In pytorch DistributedDataParallel 1 process using 2 gpu's (i.e. Processes GPU from nvida-smi command) though using torch.cuda.set_device(local_rank)

Arun_Kumar2 · September 9, 2021, 1:01pm

I am using the following code snippet to ensure each task/process(local_rank) generated by slurm (using #SBATCH -n 4) is assigned to a specific local gpu:

device = torch.device("cuda",local_rank)
torch.cuda.set_device(device)

Still, when I look at nvidia-smi on the “Process GPU” column I see two different GPU’s (say 0, and 1), assigned to only a single PID. If I tie a slurm task to a GPU using torch.cuda.set_device(device) (where device here is the local_rank) I should not have multiple GPU allocations right?

Not sure if this is important but I am using two workers on my DataLoader (see definition below), but then that should allocate the process to same GPU (say 0) right?

    trainloader = torch.utils.data.DataLoader(trainset, batch_size=128, num_workers=2,sampler = torch.utils.data.distributed.DistributedSampler(dataset=trainset,num_replicas=world_size,rank=world_rank))

Details:

Slurm config:

#SBATCH --nodes 2
#SBATCH -n 4
#SBATCH --gres:gpus=4

Expectation:

Four tasks to be launched across two nodes. And each task to have one GPU allocated (because inside program launched by each task/process I have set torch.cuda.set_device(device))

Observed:

PID 6173 for example is allocated to two gpus (0 and 1). The 4th task moved to the other node; so please ignore the same.

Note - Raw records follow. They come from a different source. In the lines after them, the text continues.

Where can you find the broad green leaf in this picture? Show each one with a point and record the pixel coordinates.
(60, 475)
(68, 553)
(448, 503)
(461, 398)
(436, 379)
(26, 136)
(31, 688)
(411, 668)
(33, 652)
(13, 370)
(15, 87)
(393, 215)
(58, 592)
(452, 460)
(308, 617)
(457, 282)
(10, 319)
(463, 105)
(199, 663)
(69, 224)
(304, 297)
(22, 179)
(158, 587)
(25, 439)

GPU	PID	Type	Process name	Usage
0	6172	C	…bin/python	2657MiB
0	6173	C	…bin/python	673MiB
0	6174	C	…bin/python	673MiB
1	6173	C	…bin/python	2657MiB
2	6174	C	…bin/python	2657MiB

pritamdamania87 · September 14, 2021, 1:09am

Are the dataloaders doing any GPU work? If not, that should not be relevant here.

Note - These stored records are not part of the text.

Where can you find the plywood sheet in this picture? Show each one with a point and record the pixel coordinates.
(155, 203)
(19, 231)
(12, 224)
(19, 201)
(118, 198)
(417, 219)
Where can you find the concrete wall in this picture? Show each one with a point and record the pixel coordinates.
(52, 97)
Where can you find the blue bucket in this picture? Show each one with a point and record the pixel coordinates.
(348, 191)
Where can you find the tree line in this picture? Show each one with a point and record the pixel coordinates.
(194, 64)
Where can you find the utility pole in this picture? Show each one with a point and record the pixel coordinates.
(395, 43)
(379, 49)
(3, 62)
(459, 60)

Still, when I look at nvidia-smi on the “Process GPU” column I see two different GPU’s (say 0 , and 1 ), assigned to only a single PID.

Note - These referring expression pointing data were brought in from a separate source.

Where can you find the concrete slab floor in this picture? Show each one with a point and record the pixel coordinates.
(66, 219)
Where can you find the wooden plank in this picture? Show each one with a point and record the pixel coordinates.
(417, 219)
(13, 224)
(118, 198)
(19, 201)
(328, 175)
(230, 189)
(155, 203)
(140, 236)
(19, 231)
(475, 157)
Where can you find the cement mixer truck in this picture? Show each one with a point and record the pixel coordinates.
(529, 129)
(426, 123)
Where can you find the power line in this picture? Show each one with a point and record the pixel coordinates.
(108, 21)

My guess is that this might just be some book keeping allocations happening on GPU 0 from all the processes (ex: initializing some cuda contexts etc.). Could you share a minimal script to repro this and we can figure out what might be happening here.

Arun_Kumar2 · September 14, 2021, 4:01pm

Thanks for this. Putting together a minimial script to repro and will get back soon.